And how they power Querio
Apr 11, 2025
TL;DR;
WebSockets are an underrated gem for building real-time, responsive apps. In this post, Pedro shares how his team used a custom router-based WebSocket system to power Querio’s new multi-agent architecture—solving problems like unreliable streaming, messy async logic, and reconnections. It’s faster, more structured, and (with some extra effort) way better than HTTP for the job.
Heyo, it's me again, Pedro, and today I want to talk about the technology of the year: Websockets
Yes, I know websockets are older than me, but it's an incredible piece of technology that is completely underrated and not many people talk about it (at least not enough).
So, this is not an introduction to websockets nor a tutorial on how to use it, I'm just going to share how we are using websockets to power our new Agent V7. But first, I need to explain at least why websockets.

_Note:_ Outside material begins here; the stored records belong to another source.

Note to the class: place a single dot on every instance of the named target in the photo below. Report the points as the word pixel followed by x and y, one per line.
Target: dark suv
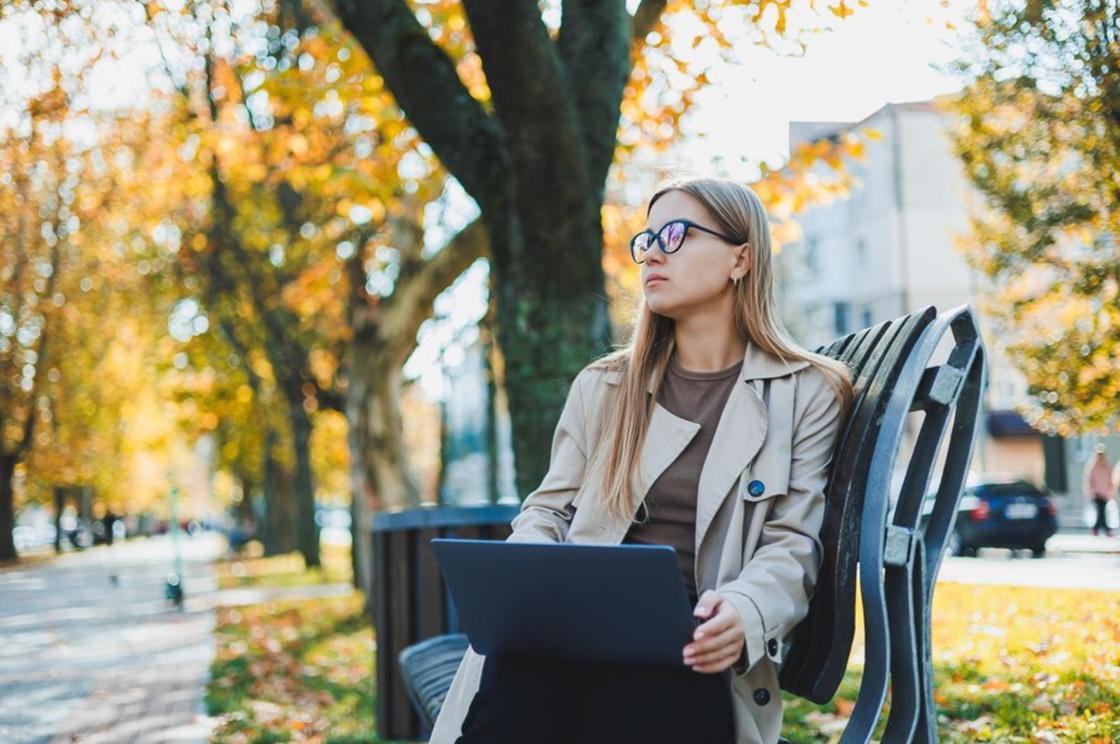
pixel 1011 513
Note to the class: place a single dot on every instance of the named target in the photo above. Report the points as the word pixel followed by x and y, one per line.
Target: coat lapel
pixel 738 437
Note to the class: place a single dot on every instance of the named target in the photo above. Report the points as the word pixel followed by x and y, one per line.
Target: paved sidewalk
pixel 85 658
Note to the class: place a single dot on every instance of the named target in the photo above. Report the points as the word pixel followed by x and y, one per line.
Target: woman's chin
pixel 659 306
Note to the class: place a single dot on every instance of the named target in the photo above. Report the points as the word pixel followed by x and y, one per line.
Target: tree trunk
pixel 307 532
pixel 535 165
pixel 59 493
pixel 492 386
pixel 279 526
pixel 380 475
pixel 7 508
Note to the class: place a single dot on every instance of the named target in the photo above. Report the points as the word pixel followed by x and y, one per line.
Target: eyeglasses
pixel 670 238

Networks are literally decades older than me, so of course people WAY SMARTER than me have already figured out the best way to communicate over networks, and basic Networks 101 tells us that we should use REST over HTTP, and I agree with that. Kind of.
The standard and boring way: HTTP
Why should we use HTTP? 99% of the applications that we use every day are built using only HTTP, and for a good reason. It's simple, it's easy to understand, and it's a very good protocol for most cases. But it lacks a few things:
It's a one-way protocol. You can only send data from the client to the server, and the server returns a response with the outcome of the request. The server can't send data to the client without the client asking for it.
If the request takes a long time to complete, the client will just hang there waiting for the server to respond.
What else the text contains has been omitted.